The charity has expressed concern about poor ambulance and referral systems, community surveillance, safe body management practices, and contact tracing. It explained that an ambulance service has been set up with a dedicated hotline for the public.

The update said distribution of malaria treatment started in Monrovia on 25 October and was well received by the population and by the end of the first round, 100,000 households will have received medication, while the second round of distribution is due to start late November.

“On 19 November, MSF opened a 10-bed triage point at Redemption hospital in New Kru Town, Monrovia. Patients going to the government-run hospital can now be screened for Ebola and referred if needed to a CMC.

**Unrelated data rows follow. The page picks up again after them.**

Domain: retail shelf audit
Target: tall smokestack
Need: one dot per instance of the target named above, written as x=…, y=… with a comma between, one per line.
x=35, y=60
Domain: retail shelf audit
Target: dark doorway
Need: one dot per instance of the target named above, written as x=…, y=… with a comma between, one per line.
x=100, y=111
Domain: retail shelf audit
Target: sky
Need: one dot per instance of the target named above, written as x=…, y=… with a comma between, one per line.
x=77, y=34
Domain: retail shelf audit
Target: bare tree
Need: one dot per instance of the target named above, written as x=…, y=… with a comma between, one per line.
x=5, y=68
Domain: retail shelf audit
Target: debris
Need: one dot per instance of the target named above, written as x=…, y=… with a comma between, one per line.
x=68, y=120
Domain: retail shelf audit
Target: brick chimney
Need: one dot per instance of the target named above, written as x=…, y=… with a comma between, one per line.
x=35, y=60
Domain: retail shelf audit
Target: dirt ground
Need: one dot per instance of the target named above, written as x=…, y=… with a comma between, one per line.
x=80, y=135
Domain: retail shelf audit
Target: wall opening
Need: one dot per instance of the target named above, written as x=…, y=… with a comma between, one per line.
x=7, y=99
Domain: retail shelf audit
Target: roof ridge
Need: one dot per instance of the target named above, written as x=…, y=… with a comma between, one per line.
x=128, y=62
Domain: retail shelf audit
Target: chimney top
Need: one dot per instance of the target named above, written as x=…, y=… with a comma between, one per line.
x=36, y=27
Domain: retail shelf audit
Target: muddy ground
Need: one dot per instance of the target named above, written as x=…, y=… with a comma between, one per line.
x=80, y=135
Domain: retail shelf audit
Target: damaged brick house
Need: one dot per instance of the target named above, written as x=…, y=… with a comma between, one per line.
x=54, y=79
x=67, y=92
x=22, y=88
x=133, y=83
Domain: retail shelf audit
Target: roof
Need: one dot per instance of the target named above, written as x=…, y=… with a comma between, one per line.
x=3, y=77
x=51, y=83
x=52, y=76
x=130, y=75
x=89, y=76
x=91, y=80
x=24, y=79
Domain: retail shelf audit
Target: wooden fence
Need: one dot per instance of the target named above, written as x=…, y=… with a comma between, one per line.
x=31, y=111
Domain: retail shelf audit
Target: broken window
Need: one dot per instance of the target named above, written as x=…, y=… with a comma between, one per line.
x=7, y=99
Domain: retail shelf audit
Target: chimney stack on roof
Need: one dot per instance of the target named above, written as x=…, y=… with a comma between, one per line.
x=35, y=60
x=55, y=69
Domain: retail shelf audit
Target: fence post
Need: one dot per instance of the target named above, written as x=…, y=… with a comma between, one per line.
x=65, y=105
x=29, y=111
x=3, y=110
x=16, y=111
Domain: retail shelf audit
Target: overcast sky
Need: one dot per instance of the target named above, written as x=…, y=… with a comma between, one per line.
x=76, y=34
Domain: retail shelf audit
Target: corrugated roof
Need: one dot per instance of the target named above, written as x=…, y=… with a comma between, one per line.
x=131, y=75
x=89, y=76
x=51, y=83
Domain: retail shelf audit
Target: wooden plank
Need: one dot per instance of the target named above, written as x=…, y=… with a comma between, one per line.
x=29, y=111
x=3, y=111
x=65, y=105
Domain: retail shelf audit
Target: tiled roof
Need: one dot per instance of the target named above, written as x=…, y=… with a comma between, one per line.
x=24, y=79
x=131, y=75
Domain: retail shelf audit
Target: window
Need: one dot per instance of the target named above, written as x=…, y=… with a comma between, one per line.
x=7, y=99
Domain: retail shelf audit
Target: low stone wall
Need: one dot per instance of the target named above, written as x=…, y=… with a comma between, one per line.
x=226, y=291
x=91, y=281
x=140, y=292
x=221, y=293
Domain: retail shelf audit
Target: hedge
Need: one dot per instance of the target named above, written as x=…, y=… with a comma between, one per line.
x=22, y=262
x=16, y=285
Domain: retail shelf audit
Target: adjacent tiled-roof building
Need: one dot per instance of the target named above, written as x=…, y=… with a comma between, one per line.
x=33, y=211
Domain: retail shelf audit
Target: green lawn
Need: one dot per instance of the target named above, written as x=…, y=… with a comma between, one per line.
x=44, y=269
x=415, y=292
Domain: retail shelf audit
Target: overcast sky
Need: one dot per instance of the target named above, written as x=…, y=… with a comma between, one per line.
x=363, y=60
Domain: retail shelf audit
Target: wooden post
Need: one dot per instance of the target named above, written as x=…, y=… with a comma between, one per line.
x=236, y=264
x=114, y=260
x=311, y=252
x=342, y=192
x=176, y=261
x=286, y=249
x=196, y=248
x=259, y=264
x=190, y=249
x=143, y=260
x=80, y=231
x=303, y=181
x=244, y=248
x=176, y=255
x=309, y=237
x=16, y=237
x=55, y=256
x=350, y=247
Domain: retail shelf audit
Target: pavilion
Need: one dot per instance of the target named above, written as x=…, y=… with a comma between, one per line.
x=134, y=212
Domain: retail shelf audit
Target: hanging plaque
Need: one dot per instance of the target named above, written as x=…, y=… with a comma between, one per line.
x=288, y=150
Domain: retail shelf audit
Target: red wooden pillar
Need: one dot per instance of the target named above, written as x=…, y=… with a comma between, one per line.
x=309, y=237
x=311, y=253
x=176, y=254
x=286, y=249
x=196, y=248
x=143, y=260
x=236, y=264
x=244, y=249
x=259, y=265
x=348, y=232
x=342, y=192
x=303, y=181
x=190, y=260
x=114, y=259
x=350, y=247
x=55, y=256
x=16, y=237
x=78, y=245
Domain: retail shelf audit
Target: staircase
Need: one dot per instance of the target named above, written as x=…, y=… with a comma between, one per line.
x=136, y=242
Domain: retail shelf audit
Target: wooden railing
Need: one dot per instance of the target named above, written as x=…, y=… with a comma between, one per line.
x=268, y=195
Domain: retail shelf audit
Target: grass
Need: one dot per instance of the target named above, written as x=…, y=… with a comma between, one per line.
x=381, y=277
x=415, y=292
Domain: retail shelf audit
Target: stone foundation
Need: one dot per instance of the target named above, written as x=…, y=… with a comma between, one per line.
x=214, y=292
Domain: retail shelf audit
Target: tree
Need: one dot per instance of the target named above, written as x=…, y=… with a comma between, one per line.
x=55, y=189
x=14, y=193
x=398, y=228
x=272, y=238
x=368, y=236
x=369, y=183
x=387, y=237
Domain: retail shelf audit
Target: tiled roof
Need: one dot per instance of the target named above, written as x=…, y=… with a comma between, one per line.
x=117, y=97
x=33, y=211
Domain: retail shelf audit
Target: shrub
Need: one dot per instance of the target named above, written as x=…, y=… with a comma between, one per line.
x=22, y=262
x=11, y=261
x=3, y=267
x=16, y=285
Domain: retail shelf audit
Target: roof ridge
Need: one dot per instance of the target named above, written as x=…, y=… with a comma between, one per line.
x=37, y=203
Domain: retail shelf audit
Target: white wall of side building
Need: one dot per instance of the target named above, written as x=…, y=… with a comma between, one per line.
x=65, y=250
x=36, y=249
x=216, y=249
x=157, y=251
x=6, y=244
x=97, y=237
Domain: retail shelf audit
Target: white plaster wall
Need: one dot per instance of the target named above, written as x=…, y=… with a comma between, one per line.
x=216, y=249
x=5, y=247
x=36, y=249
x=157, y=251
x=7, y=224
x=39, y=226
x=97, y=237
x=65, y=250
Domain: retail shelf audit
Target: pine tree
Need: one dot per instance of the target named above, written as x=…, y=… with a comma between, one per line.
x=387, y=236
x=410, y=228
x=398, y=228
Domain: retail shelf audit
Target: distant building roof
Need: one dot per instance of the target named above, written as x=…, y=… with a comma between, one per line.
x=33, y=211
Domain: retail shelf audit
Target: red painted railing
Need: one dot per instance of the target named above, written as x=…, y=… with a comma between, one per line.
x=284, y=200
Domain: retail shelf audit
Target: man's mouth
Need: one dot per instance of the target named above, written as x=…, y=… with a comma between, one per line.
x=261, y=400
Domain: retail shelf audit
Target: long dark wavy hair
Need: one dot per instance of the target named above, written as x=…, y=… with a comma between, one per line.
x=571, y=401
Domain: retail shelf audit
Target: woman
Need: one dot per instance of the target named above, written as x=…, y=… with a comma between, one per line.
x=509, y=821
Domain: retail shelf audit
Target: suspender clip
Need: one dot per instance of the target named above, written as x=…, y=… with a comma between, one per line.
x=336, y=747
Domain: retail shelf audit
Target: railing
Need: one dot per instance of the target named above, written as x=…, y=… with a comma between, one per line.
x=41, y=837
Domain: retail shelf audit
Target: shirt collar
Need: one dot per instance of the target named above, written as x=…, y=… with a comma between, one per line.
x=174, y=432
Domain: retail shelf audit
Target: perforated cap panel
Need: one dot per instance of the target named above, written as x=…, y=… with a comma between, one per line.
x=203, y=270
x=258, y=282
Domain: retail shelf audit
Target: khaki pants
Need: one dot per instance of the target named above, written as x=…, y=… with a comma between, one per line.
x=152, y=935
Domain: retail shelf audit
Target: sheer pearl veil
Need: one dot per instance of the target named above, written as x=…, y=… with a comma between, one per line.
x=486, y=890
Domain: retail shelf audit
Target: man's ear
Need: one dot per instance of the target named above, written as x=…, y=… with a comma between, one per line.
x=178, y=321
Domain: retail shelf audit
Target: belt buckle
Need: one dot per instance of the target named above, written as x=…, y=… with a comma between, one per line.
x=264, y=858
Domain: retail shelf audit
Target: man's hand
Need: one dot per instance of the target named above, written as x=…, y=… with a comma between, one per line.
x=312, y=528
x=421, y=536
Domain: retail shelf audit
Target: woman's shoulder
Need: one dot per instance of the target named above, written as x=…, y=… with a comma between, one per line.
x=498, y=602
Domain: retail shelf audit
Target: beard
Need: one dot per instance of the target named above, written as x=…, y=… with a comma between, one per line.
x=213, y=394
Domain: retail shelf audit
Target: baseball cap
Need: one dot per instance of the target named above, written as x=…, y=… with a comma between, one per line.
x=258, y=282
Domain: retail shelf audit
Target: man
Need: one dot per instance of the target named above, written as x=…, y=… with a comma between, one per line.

Redemption hospital is one of the few hospitals providing care free-of-charge in Monrovia. Until recently, it has been unable to run its normal operations as it was being used as a holding centre for Ebola patients,” MSF reported.

The report concluded that a team has arrived in River Cess to respond to positive cases from the county, including contact tracing with the Center for Disease Control or CDC, safe burials, distribution of protection kits and preparation of a transit centre, among others.